State v. Hingle

McCALEB, Justice

(dissenting).

1 do not agree with the majority that it was essential in this case for the judge to approve the bargain made by the district attorney with the defendant in order for that agreement to become binding and enforceable. - Since adherence to the bargain he had made to refrain from prosecuting the defendant as a multiple offender, in consideration of defendant’s guilty plea to a lesser offense than the offense charged in the bills of information, depended solely on the will of the district attorney in his capacity as prosecutor and was not a matter within the province of the office of district *853judge, the judge’s approval of this obligation of the prosecutor was immaterial and unnecessary, in my opinion.

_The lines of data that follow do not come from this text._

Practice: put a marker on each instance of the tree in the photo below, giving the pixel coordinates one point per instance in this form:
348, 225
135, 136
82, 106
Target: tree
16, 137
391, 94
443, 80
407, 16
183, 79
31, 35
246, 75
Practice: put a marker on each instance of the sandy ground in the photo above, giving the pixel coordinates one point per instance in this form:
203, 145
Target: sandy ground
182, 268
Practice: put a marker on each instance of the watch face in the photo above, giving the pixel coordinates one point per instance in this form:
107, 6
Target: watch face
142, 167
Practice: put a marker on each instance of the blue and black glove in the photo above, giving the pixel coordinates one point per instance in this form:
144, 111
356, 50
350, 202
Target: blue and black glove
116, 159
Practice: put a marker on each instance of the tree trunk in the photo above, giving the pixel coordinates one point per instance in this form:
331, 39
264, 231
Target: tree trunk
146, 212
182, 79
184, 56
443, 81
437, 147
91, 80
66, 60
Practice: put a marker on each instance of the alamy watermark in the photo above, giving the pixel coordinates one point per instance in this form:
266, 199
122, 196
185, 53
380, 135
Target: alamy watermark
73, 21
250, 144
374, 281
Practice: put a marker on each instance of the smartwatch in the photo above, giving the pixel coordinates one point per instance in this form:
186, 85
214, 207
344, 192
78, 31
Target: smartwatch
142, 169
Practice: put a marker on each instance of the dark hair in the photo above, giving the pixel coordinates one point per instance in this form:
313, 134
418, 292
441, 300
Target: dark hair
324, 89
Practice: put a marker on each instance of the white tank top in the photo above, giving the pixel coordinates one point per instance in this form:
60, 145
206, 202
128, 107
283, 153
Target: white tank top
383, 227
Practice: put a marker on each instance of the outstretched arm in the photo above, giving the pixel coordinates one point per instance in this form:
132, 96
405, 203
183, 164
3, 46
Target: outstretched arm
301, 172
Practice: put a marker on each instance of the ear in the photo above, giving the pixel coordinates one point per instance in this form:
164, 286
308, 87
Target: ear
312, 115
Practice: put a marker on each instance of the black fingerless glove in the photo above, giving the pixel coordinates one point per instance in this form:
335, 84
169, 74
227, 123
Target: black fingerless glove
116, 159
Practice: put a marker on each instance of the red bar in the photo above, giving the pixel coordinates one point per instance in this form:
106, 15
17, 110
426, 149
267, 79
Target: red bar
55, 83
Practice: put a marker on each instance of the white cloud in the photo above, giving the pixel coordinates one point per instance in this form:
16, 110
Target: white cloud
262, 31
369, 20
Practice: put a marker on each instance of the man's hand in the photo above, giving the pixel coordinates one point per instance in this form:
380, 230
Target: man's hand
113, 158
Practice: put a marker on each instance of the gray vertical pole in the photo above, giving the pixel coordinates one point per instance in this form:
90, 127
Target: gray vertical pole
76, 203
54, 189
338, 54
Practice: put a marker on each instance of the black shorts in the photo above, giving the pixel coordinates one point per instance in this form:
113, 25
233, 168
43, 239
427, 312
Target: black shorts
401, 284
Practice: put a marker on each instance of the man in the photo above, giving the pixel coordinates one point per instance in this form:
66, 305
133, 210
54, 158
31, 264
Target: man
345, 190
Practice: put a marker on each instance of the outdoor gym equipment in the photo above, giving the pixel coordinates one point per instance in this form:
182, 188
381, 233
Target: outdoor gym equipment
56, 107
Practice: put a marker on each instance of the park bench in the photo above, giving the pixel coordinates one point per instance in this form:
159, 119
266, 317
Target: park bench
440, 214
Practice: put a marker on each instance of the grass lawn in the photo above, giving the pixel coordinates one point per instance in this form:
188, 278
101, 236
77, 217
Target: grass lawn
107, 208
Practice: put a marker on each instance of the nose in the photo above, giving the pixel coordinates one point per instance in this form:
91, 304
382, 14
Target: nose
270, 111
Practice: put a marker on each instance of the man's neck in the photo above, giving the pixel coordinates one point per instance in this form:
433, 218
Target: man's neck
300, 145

I have no quarrel with the authorities cited by the majority, which are to the effect that a pre-sentence agreement between a public prosecutor and an accused is not binding unless it is approved by the trial judge. The reason for this rule is that it is the function of the judge, and the judge alone, to determine the proper sentence to be given on conviction of any offense. Hence, his prerogative cannot be affected by “deals” between the State and the accused. But that doctrine is inapposite in this case as to that portion of the district attorney’s promise to refrain from charging the defendant as a multiple offender. Since the judge admittedly had no control over whether this part of the agreement was to be fulfilled or not, his sanction of it was not essential in order for it to have vitality.

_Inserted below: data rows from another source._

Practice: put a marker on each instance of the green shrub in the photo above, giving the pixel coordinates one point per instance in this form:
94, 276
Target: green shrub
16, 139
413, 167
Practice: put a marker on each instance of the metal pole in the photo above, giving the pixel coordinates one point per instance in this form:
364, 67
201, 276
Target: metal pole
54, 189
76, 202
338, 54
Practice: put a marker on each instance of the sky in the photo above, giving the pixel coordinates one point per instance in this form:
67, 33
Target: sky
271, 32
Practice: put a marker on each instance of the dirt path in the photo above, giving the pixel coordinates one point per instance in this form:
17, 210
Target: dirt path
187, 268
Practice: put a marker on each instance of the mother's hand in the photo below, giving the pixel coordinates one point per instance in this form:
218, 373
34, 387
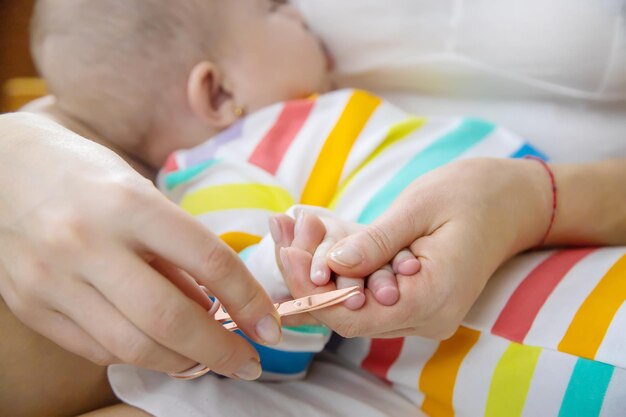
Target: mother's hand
92, 256
461, 221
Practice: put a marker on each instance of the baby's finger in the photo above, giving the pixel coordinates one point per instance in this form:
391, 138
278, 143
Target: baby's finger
320, 272
384, 286
355, 302
282, 230
309, 232
405, 263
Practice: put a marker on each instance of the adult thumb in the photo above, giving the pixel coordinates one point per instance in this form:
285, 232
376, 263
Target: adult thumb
362, 253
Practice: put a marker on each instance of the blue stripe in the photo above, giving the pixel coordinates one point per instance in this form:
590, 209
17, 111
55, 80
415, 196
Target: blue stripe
280, 361
586, 389
527, 150
442, 151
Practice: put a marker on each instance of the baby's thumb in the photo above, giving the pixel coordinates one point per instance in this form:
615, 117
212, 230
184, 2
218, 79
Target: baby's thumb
362, 253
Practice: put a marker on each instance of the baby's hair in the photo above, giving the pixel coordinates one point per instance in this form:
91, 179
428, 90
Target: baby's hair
121, 58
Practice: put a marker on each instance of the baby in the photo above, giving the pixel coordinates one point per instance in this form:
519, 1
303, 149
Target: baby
150, 77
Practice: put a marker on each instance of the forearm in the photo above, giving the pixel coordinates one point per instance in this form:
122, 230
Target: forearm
591, 203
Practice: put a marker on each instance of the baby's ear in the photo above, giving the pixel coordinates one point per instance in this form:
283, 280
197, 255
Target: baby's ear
209, 97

Under R.S. 15 :17 the district attorney is vested, subject to the supervision of the attorney general, with entire charge and control of every criminal prosecution instituted or pending in his jurisdiction and he is given full discretion by R.S. 15:529.1, as amended by Act 469 of 1958, of determining whether or not he will charge a convicted person as a multiple offender when the offender’s record shows that he has previously been convicted of a felony under the laws of this State or the laws of another State or of the United States.1

Thus, it is seen that the district attorneys are clothed with broad powers, being free to bargain with those accused of crime, whether prosecution will be had for a greater offense or a lesser offense, including the right, in cases involving multiple offenders, to refrain from prosecuting them as such. None of any of these agreements are required to be approved by the district judge. Therefore, when a district attorney makes a bargain with one accused of crime, and the latter has relinquished valuable fundamental rights such as trial by jury, it is but consonant with the discretion reposed in the prosecutor by the 1958 Legislature to regard his agreement as a *855pledge of public faith (see Commonwealth v. St. John, 173 Mass. 566, 54 N.E. 254, 73 Am.St.Rep. 321 and State v. Ward, 112 W.Va. 552, 165 S.E. 803, 85 A.L.R. 1175) which should be enforced by the Court.

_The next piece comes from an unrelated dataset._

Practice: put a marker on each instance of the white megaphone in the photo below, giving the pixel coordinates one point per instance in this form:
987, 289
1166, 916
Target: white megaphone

I make no individual evaluation as to the defense of the district attorney in this case, in which he claims justification for abrogating his bargain on the ground that he would not have made it had he known that defendant had been previously convicted of a crime of violence. All that I do say is that this Court should determine whether the evidence is such as to justify the action taken by the district attorney for, to deny the -defendant the right to have the bargain enforced, if it be valid, is to hold that he deals with law enforcement officers at his peril and cannot place any reliance whatever in their pledge on behalf of the people they represent.

I respectfully dissent.

. In this connection, it is significant to note that the provisions of R.S. 15:259.1 were mandatory at the time of the adoption of the Revised Statutes in 1950 and, for that matter, ever since the passage of the original Multiple Offender Act in 1928 (see Act 15 of 1928), that statute imposing upon the district attorney the duty of charging an accused as a multiple offender when he had been previously convicted of a felony. However, by Act 469 of 1958 the Legislature effected an ' important change in the law by the substitution of the word “may” for the word “shall” in the clause pertaining to the district attorney’s duty of filing a bill of information against a multiple offender.

Undoubtedly, one of the motivating purposes of this amendment, which invests greater discretionary powers in public prosecutors, is to permit them to make bargains with multiple offenders, as was done in this case.